Biofilm formation for SEM examination

Brain Heart infusion broth was prepared and added 5% sucrose. (Ethylene oxide) was used to sterilize the samples of denture material. The samples were placed in triplicates tube, and contaminated with diluted 1:100 P. aeruginosa overnight BHI broth and then incubated in 37ºC for 24 hours and 4 days. The culture medium was changed to fresh BHI medium without P. aeruginosa. The medium was changed every 2 days. The control was BHI broth without bacteria to each sample [20]. The control group was composed of un inoculated sample of each denture base material in BHI broth. In order to observe the biofilm characteristics on the surface of samples, after incubation, each sample was gently removed and washed with 0.1 M PBS one time. Samples were fixed with 2.5% (glutaraldehyde) for 18hrs at laboratory temperature and then washed three times in 0.1 M phosphate buffer saline (pH 7.3) for 10 min. After fixation, all samples were dehydrated further in a graded ethanol series for 20 min [14]. The samples were dried and examined by SEM after 24 hours and after 4 days to describe the morphological characteristics of the surfaces after the biofilm formation. The examination was focused on surface morphology for biofilm only.

Results

Quantitative biofilm assay

The results of OD in Table 2 show differences in the ability of denture base materials for accumulated biofilm. The highest mean value within all the denture base materials was acquired with P. aeruginosa followed by S. epidermidis Figure 2.
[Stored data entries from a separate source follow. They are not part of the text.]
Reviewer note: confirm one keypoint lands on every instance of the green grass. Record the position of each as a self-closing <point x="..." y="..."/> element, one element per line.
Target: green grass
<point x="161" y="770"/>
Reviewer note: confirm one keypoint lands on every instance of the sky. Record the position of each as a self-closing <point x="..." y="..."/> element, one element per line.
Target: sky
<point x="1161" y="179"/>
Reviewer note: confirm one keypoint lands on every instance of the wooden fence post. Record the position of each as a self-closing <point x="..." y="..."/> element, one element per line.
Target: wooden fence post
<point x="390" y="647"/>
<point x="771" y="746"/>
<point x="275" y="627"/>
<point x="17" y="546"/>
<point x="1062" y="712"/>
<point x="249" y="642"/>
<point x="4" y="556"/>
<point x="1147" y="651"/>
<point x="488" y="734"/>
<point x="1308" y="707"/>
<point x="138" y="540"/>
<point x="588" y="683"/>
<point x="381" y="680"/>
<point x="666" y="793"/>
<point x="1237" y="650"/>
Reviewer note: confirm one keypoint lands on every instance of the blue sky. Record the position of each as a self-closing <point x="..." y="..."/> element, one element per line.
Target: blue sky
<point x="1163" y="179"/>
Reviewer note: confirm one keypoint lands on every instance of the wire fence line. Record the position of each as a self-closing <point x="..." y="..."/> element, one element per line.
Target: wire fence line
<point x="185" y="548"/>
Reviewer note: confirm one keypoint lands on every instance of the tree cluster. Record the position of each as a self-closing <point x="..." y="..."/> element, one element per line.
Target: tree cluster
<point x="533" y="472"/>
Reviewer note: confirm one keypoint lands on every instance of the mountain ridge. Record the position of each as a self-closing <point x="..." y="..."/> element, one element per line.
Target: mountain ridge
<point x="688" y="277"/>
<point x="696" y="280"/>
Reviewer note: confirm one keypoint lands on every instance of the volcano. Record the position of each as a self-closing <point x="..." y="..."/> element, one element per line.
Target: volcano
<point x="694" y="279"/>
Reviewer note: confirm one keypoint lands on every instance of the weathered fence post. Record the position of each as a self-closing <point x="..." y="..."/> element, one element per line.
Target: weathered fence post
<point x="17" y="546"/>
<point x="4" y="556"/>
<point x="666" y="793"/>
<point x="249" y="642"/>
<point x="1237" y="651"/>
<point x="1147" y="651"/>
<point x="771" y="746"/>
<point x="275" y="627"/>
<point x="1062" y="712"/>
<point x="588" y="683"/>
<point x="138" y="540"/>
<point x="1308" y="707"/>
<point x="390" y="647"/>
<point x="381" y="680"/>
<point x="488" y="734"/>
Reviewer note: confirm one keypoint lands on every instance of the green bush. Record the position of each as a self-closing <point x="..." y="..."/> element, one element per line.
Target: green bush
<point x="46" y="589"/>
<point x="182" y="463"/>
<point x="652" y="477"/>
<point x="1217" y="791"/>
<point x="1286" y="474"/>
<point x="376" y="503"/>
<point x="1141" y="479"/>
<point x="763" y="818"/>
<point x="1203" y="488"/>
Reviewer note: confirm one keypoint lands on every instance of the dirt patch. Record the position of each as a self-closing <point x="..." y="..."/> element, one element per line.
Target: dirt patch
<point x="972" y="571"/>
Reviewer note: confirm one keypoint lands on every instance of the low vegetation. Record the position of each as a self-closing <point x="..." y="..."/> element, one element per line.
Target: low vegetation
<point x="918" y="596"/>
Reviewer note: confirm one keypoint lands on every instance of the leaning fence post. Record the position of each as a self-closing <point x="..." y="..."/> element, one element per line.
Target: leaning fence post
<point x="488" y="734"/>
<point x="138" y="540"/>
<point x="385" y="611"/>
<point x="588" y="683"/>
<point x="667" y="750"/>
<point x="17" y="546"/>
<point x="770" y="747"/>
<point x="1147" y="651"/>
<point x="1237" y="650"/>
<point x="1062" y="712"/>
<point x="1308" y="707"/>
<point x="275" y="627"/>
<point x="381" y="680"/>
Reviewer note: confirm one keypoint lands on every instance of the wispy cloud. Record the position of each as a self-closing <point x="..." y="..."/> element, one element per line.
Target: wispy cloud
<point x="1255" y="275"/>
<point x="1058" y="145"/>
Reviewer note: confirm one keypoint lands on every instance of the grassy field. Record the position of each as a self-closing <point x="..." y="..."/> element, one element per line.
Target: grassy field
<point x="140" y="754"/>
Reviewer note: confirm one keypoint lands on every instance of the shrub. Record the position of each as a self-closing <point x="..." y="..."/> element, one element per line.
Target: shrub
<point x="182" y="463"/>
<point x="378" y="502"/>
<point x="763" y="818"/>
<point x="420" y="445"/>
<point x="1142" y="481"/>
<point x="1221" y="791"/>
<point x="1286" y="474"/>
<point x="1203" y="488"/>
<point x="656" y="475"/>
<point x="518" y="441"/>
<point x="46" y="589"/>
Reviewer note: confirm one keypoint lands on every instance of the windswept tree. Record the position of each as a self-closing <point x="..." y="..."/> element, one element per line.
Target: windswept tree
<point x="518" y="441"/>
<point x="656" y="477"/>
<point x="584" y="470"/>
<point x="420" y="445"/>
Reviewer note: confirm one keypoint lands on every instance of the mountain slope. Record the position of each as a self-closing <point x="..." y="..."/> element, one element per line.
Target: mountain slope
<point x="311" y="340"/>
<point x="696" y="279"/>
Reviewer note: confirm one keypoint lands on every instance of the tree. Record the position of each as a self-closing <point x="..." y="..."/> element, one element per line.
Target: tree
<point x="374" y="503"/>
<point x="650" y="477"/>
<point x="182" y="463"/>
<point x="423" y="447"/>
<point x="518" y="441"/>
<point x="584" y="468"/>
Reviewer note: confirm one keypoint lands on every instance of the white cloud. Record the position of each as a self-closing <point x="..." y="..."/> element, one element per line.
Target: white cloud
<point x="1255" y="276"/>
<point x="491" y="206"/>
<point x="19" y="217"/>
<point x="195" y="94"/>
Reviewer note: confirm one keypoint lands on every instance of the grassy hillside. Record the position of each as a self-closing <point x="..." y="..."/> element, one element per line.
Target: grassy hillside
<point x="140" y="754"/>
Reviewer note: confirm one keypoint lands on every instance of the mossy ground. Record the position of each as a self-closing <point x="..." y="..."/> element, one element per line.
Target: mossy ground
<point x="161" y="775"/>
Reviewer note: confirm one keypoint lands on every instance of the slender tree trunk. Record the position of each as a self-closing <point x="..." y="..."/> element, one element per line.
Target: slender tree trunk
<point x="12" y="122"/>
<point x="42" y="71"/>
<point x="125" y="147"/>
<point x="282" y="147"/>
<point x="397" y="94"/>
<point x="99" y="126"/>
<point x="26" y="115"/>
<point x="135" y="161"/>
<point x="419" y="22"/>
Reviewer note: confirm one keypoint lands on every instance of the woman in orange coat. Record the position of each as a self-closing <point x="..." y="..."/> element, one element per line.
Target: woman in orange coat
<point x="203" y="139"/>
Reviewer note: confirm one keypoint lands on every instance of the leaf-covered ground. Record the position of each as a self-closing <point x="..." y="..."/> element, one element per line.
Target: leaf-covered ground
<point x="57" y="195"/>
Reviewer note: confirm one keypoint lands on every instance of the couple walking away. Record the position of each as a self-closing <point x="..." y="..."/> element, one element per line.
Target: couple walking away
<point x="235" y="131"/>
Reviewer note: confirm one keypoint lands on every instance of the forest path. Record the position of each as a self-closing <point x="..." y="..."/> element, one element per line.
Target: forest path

Material Bacterial species Test (average) OD SD Control odc Interpretation
F S. epidermidis 0.43 0.068 0.2 0.2238 non supportive
P. aeruginosa 0.7 0.027 Supportive
C S. epidermidis 0.3 0.034 0.133 0.2165 Supportive
P. aeruginosa 0.61 0.1 Supportive
H S. epidermidis 0.62 0.032 0.314 0.405 Supportive
P. aeruginosa 0.75 0.039 Supportive

Table 2: Types of samples, names of microorganisms and biofilm production, according to Quantitative biofilm assay. obsorbtion on 620 nm.OD Optical density, SD=standard deviation, odc=Cut of value, F=Flexible acrylic resin, C=Compact acrylic resin, H=Heat cure acrylic resin.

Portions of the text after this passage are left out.